LeetCode 524 - Longest Word in Dictionary through Deleting

The problem gives us a source string s and a list of candidate words called dictionary. We must determine which dictionary word can be formed by deleting characters from s without changing the relative order of the remaining characters.

LeetCode Problem 524

Difficulty: 🟡 Medium
Topics: Array, Two Pointers, String, Sorting

Solution

Problem Understanding

The problem gives us a source string s and a list of candidate words called dictionary. We must determine which dictionary word can be formed by deleting characters from s without changing the relative order of the remaining characters.

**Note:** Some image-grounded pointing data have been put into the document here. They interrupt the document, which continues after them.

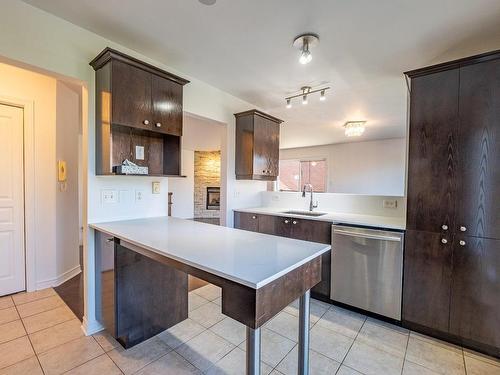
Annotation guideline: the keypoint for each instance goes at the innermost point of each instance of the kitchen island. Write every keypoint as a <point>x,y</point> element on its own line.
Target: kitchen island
<point>259,275</point>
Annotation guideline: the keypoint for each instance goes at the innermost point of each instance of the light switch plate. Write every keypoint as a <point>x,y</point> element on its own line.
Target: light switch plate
<point>156,187</point>
<point>139,196</point>
<point>139,152</point>
<point>390,203</point>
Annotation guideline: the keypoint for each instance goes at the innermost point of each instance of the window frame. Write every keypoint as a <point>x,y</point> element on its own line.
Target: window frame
<point>300,160</point>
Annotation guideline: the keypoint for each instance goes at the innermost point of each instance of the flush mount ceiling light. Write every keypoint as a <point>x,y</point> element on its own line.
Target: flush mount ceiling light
<point>304,93</point>
<point>305,43</point>
<point>354,128</point>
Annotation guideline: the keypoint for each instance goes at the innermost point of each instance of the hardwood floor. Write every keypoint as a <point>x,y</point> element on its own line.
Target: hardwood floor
<point>71,293</point>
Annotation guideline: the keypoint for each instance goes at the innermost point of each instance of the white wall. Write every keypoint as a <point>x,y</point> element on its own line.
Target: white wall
<point>183,188</point>
<point>56,112</point>
<point>67,201</point>
<point>41,91</point>
<point>31,36</point>
<point>373,167</point>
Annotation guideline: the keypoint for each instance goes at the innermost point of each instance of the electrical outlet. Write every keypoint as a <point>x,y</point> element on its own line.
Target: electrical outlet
<point>156,187</point>
<point>139,196</point>
<point>109,196</point>
<point>139,152</point>
<point>390,203</point>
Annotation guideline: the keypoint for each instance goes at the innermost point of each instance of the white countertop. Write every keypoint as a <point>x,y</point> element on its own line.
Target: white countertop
<point>248,258</point>
<point>385,222</point>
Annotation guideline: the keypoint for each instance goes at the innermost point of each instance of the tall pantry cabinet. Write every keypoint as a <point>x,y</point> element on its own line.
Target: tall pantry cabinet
<point>452,252</point>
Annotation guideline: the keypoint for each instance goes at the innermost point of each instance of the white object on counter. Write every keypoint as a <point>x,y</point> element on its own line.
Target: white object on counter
<point>248,258</point>
<point>386,222</point>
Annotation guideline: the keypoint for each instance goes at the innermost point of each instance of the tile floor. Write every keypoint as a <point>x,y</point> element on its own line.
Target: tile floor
<point>40,335</point>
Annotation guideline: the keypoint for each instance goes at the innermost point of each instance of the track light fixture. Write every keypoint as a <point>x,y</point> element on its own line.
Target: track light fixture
<point>305,42</point>
<point>304,93</point>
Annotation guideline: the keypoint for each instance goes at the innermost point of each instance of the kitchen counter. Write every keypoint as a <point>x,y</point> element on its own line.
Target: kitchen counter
<point>385,222</point>
<point>250,259</point>
<point>144,288</point>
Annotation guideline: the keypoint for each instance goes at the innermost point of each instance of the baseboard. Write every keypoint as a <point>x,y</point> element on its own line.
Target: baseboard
<point>89,328</point>
<point>50,283</point>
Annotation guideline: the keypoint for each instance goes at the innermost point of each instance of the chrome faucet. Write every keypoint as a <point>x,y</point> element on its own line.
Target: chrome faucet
<point>312,205</point>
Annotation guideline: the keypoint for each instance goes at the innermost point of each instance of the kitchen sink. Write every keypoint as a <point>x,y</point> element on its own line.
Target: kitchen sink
<point>304,213</point>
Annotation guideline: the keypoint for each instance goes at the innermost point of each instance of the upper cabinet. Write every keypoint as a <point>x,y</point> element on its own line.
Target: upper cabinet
<point>257,146</point>
<point>138,115</point>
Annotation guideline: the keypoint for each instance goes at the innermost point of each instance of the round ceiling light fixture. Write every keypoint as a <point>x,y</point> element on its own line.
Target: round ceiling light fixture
<point>208,2</point>
<point>305,43</point>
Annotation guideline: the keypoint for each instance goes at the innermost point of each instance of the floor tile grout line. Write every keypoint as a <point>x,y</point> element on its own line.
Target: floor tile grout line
<point>352,344</point>
<point>29,339</point>
<point>406,350</point>
<point>116,365</point>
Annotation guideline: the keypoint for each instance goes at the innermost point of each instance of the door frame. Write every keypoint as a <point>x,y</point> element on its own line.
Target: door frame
<point>29,187</point>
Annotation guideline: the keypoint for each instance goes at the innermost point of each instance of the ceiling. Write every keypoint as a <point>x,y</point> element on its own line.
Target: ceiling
<point>244,47</point>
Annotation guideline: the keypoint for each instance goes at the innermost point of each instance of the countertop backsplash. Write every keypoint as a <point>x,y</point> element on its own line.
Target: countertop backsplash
<point>340,203</point>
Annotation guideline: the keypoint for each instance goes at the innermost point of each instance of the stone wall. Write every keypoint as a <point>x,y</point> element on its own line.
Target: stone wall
<point>206,174</point>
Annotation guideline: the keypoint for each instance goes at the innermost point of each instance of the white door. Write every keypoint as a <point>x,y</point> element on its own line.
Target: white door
<point>12,264</point>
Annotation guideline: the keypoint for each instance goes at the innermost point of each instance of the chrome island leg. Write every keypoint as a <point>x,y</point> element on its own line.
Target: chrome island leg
<point>253,351</point>
<point>304,333</point>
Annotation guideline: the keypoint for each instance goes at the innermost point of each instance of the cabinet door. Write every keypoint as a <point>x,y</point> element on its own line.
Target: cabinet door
<point>432,160</point>
<point>266,147</point>
<point>316,231</point>
<point>246,221</point>
<point>167,106</point>
<point>427,280</point>
<point>131,96</point>
<point>475,296</point>
<point>267,224</point>
<point>479,142</point>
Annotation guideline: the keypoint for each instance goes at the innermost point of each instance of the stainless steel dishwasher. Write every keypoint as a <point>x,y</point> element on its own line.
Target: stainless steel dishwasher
<point>367,269</point>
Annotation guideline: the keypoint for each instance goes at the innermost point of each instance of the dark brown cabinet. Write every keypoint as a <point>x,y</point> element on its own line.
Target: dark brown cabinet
<point>299,229</point>
<point>475,292</point>
<point>427,275</point>
<point>130,96</point>
<point>138,115</point>
<point>167,106</point>
<point>452,254</point>
<point>257,146</point>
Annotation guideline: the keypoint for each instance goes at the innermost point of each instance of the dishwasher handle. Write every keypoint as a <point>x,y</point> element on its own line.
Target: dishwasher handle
<point>367,235</point>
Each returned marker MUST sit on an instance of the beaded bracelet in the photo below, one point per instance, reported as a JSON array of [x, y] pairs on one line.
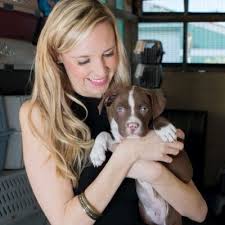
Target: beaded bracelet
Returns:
[[88, 208]]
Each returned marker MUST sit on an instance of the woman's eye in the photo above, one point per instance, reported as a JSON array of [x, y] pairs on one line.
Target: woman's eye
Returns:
[[143, 109], [83, 62], [109, 54], [120, 109]]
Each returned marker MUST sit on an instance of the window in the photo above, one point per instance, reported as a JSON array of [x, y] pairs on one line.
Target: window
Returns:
[[191, 31], [163, 6], [206, 43], [207, 6]]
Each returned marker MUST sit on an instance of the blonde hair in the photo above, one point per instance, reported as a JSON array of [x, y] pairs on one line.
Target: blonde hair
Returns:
[[69, 139]]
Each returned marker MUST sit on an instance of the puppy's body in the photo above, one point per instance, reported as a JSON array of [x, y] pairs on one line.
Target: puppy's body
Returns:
[[130, 111]]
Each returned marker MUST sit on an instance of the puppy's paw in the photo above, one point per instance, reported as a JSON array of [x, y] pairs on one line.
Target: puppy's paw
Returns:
[[97, 155], [167, 133]]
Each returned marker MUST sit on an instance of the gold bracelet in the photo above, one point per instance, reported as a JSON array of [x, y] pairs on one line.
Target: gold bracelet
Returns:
[[90, 210]]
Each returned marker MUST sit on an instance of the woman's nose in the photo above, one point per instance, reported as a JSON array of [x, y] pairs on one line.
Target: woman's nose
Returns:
[[101, 68]]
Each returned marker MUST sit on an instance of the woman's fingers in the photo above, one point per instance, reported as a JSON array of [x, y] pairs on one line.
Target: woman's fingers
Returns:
[[180, 134]]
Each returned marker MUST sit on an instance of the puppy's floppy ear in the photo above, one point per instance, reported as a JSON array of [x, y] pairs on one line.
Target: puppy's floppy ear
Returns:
[[158, 101]]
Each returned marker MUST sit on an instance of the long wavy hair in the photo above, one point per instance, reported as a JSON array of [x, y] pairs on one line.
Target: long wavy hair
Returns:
[[68, 138]]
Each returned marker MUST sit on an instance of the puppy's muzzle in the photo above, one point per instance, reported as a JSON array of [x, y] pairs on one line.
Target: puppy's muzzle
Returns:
[[132, 126]]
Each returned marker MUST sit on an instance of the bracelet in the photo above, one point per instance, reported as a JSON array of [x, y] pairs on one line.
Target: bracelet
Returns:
[[90, 210]]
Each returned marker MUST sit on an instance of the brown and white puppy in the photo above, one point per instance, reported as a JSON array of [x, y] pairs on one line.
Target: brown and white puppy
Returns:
[[131, 110]]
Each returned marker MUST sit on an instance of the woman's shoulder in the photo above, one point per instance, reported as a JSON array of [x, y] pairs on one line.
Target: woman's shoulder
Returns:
[[30, 111]]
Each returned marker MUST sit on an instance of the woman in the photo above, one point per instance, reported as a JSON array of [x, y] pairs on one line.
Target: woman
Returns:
[[79, 55]]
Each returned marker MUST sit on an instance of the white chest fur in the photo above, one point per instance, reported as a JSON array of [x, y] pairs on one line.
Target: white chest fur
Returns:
[[155, 207]]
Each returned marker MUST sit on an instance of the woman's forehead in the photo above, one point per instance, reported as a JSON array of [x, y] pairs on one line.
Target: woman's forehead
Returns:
[[100, 39]]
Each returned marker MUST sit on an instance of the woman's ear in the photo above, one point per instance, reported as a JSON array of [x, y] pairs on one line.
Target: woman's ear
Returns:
[[59, 59]]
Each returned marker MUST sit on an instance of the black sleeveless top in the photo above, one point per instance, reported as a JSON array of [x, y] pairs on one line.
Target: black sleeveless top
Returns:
[[123, 208]]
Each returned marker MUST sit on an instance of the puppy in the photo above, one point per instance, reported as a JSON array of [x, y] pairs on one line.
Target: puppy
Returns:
[[132, 111]]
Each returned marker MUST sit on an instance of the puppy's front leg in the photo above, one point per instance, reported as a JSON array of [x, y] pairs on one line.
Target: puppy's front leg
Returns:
[[165, 129], [103, 142]]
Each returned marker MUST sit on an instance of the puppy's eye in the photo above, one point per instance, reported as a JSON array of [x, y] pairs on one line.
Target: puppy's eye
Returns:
[[143, 109], [120, 109]]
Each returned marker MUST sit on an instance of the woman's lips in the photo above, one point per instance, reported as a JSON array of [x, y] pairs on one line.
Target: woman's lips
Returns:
[[98, 82]]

This means we are looking for a subsequence relationship. A word is valid if we can scan through s from left to right and match all characters of the word in order. The characters do not need to be contiguous, but their ordering must remain the same.

For example, if s = "abpcplea" and the candidate word is "apple", we can form it by selecting the characters:

  • a
  • p
  • p
  • l
  • e

from the original string while skipping unrelated characters.

The problem does not simply ask for any valid word. It asks for the best word according to two rules:

  1. Prefer the longest valid word.
  2. If multiple valid words have the same length, choose the lexicographically smallest one.

Lexicographical order is standard dictionary order. For example, "apple" is smaller than "apply" because the first differing character is 'e', which comes before 'y'.

The constraints are relatively small:

  • s.length <= 1000
  • dictionary.length <= 1000
  • Each dictionary word length <= 1000`

These limits strongly suggest that checking each dictionary word individually is feasible. A solution with roughly O(dictionary_size × string_length) complexity is acceptable.

Several edge cases are important:

  • No dictionary word can be formed, in which case we return "".
  • Multiple valid words have the same maximum length, requiring lexicographical comparison.
  • Very short strings, including single-character inputs.
  • Dictionary words longer than s, which can never be valid subsequences.
  • Duplicate or highly similar words that may expose tie-breaking bugs.

Approaches

Brute Force Approach

The brute-force idea is to generate every possible subsequence of s and check whether each subsequence exists in the dictionary.

A string of length n has 2^n possible subsequences because every character can either be included or excluded. After generating all subsequences, we could compare them against the dictionary and select the best valid answer according to the problem rules.

This approach is correct because it exhaustively explores all possible deletions from s. Any valid dictionary word must appear among the generated subsequences.

However, this method becomes completely impractical even for moderate input sizes. Since s.length can be up to 1000, generating 2^1000 subsequences is impossible.

Optimal Approach

The key observation is that we do not need to generate subsequences of s. Instead, we can reverse the process and test whether each dictionary word is a subsequence of s.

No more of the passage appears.